Wiping away tears, Garcia said she felt compelled to drive 30 miles with her husband and two sons and join the hundreds who came to stand beside the people of Sutherland Springs. Later, church groups hosted an impromptu church-like outdoor vigil.

“I was crying all day yesterday and I thought, ‘We have to come down,’” she said.

On top of hordes of journalists, the well-wishers nearly choked the town with cars and dust. That didn’t appear to faze the townspeople, though some grumbling was heard about the onslaught of media teams in this tiny unincorporated community.

Sunday’s shooting rampage—the worst in Texas history—claimed about 4 percent of the town’s approximately 600 residents.

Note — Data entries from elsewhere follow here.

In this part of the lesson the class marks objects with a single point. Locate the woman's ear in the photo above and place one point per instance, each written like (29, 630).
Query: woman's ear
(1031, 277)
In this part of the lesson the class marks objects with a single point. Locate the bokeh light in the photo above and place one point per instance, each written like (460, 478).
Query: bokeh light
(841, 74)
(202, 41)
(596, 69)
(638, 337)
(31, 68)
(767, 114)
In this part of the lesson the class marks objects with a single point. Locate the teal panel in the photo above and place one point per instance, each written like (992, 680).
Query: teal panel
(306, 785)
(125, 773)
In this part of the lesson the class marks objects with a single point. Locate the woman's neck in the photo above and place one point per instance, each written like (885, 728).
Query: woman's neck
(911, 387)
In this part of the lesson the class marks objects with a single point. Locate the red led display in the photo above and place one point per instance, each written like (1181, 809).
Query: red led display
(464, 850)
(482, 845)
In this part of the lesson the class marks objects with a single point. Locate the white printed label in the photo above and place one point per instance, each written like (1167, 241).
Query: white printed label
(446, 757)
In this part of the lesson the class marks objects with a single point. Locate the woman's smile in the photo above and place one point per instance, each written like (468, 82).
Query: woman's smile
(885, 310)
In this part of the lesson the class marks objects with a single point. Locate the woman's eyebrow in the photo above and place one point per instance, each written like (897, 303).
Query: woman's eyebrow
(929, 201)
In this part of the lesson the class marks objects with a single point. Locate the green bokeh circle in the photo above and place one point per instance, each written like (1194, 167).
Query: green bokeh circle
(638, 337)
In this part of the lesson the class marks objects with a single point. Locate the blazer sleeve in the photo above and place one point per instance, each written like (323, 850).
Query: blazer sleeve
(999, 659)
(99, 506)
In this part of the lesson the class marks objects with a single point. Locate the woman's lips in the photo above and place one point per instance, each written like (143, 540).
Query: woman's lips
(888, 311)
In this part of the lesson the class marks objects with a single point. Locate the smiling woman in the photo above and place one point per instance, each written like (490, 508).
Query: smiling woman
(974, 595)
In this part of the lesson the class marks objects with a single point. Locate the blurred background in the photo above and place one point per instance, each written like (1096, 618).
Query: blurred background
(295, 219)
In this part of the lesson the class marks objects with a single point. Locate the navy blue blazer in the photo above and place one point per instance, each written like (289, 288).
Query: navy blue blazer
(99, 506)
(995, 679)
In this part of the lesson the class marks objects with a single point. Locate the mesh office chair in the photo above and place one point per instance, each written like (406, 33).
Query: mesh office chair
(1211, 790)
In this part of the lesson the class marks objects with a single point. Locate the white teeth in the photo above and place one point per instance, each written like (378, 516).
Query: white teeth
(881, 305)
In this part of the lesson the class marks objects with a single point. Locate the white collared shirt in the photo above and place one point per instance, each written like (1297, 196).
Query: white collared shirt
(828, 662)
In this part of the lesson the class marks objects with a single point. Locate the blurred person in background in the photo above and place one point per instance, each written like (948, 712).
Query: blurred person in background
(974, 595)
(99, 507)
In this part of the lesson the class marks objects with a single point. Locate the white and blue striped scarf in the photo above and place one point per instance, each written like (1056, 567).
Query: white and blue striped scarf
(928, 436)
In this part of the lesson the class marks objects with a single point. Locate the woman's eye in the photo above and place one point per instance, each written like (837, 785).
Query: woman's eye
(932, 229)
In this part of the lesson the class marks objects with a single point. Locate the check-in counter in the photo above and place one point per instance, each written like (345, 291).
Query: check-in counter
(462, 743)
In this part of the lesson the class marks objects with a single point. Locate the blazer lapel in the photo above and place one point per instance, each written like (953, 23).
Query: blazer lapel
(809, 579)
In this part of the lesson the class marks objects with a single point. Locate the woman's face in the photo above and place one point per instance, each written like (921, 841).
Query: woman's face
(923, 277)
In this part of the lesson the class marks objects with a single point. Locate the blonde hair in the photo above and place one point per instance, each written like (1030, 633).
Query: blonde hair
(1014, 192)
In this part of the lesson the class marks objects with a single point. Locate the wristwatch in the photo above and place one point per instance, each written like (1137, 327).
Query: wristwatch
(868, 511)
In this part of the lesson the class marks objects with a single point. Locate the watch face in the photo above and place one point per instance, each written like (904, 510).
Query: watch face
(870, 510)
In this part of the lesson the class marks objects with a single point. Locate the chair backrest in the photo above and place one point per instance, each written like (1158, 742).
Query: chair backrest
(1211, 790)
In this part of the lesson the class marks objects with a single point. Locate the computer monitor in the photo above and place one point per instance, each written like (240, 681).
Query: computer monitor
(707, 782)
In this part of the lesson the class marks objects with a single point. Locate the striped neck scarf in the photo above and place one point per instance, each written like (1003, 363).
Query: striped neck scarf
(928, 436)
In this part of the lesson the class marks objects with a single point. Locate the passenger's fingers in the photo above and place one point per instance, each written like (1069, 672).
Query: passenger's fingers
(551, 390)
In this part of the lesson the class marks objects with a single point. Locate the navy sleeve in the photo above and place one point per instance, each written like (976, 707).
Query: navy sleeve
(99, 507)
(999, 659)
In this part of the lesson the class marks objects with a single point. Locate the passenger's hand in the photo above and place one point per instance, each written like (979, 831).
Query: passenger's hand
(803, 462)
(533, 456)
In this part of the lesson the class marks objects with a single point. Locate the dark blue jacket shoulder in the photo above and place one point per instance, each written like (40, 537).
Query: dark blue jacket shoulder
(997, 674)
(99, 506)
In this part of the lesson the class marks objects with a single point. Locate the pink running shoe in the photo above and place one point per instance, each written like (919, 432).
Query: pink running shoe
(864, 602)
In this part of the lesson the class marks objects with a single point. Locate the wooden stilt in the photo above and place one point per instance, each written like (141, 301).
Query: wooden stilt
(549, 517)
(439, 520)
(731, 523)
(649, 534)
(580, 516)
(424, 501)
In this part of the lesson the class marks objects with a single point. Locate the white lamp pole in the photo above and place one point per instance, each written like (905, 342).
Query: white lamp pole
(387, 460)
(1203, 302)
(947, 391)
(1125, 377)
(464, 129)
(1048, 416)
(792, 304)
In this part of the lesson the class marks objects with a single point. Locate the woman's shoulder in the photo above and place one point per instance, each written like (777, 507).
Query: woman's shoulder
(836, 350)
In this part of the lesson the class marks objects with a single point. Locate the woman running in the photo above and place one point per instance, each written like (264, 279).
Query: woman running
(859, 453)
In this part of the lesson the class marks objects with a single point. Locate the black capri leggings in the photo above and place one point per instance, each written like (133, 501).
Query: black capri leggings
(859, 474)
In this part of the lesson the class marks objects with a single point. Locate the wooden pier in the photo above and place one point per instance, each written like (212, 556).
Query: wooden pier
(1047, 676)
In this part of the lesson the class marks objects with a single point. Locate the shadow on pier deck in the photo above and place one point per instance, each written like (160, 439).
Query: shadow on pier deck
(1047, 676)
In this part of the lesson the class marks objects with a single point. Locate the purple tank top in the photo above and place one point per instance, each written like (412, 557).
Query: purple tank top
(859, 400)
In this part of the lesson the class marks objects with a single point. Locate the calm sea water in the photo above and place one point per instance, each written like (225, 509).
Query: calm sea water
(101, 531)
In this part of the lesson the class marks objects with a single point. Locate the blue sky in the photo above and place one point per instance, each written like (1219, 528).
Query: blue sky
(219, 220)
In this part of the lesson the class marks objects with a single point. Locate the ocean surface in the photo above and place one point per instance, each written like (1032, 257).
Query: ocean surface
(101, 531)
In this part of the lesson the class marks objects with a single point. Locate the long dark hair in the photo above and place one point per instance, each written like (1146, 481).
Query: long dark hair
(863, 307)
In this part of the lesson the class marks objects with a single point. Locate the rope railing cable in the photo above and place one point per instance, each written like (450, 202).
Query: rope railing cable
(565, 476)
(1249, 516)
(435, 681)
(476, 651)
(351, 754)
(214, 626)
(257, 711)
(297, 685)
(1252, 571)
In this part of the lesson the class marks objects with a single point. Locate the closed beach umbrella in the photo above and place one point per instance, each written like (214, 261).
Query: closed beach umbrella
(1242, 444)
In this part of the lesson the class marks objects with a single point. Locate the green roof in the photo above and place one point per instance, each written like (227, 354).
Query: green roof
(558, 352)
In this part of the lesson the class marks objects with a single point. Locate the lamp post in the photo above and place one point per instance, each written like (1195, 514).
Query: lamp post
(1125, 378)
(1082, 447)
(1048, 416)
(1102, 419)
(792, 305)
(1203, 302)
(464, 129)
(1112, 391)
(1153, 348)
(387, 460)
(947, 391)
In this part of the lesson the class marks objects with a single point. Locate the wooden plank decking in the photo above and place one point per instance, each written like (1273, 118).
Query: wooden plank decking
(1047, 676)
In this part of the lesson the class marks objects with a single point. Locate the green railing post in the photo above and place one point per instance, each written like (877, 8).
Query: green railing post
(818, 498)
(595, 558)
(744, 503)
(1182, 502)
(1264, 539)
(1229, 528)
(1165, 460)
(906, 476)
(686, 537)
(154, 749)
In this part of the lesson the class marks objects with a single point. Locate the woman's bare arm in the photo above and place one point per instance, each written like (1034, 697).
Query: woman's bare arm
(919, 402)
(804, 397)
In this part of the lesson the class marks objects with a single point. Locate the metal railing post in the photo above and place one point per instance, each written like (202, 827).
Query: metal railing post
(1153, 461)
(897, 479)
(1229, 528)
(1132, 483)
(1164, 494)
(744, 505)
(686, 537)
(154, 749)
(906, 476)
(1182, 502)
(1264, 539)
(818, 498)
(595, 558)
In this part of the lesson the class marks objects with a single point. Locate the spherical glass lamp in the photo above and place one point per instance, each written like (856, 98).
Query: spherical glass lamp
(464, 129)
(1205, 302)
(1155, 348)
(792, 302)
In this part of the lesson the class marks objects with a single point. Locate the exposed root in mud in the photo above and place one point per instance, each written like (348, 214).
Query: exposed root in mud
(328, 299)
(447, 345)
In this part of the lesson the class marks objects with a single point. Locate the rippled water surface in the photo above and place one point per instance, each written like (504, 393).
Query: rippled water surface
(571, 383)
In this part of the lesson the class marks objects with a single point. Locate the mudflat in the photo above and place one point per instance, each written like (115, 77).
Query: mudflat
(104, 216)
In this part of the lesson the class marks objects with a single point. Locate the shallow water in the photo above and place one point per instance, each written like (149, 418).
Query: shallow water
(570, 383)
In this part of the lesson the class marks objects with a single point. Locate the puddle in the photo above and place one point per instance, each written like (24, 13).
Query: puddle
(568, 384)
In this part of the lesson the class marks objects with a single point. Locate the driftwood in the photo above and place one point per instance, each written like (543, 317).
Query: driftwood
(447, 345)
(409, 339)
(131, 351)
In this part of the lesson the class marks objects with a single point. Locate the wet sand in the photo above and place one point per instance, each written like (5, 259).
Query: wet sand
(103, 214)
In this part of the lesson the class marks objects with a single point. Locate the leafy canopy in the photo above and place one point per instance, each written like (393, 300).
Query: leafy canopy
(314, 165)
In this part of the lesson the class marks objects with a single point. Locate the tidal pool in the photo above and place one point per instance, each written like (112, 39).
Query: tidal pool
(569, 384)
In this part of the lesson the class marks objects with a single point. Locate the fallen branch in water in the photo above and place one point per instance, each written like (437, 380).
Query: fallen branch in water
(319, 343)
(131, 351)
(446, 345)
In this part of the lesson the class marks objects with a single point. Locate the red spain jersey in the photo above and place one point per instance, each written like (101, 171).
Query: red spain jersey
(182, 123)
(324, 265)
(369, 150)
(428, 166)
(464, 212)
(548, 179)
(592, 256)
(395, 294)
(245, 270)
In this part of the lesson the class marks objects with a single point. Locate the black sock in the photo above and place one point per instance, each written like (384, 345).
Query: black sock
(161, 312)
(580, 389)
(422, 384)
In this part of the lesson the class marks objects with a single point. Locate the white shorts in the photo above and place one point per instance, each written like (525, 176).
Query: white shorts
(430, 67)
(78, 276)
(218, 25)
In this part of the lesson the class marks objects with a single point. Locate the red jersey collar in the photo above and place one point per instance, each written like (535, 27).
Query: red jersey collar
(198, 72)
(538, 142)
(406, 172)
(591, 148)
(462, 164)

It also galvanized faith-based charities, from the Salvation Army to the Billy Graham Evangelistic Association, to shower the town with prayers.

At a news conference beside the town’s only blinking red light, Freeman Martin, regional director of the Texas Department of Public Safety, said a domestic dispute likely led shooter Devin Patrick Kelley to empty 15 magazines from a military-style rifle, first outside and then inside the church.

Kelley may have been hoping to target his mother-in-law, a church worshiper, though she was not there Sunday. After a bystander shot Kelley in the leg and torso, Kelley took off on a high-speed chase and later crashed his vehicle. Martin said the third and fatal bullet to Kelley’s head appeared self-inflicted.

Less than 24 hours later, 26 metal crosses shaped like clover leaves and attached to thin wooden dowels were dug into a hayfield.

Monday night’s vigil included a charismatic-style service with a band from San Antonio and a procession of Christian ministers offering words of hope and consolation.

“Sutherland Springs, you are not alone and you are not forgotten,” said Mike Gonzales, one of half a dozen preachers at the vigil. “Our nation has gathered to be with you—for as long as it takes.”

A handful of rapid-response chaplains trained by the Billy Graham Evangelistic Association prayed with groups of people. American Red Cross workers handed out water and take-out containers with rice, beans, chicken, and cornbread from a mobile unit.

While the vigil was clearly a Christian gathering, not only Christians attended. A group of some 20 Muslims—many from the Muslim Children Education and Civic Center in San Antonio—drove into town to stand with the bereaved.

“We just felt we had to do something,” said Omar Husain, the group’s religious director.

Many of those gathered waved their arms in the air as a band from San Antonio called the Sold-Out Believers Christian Fellowship played.

At one point the band urged those clustered around the gravel road near a baseball field to turn on their mobile flashlight apps and wave them, creating a candle-like concert effect.

Michael Mendoza, who has lived in Sutherland Springs for 25 years, said he simply came to connect with his grieving townspeople.

“It’s mind-numbingly shocking,” he said.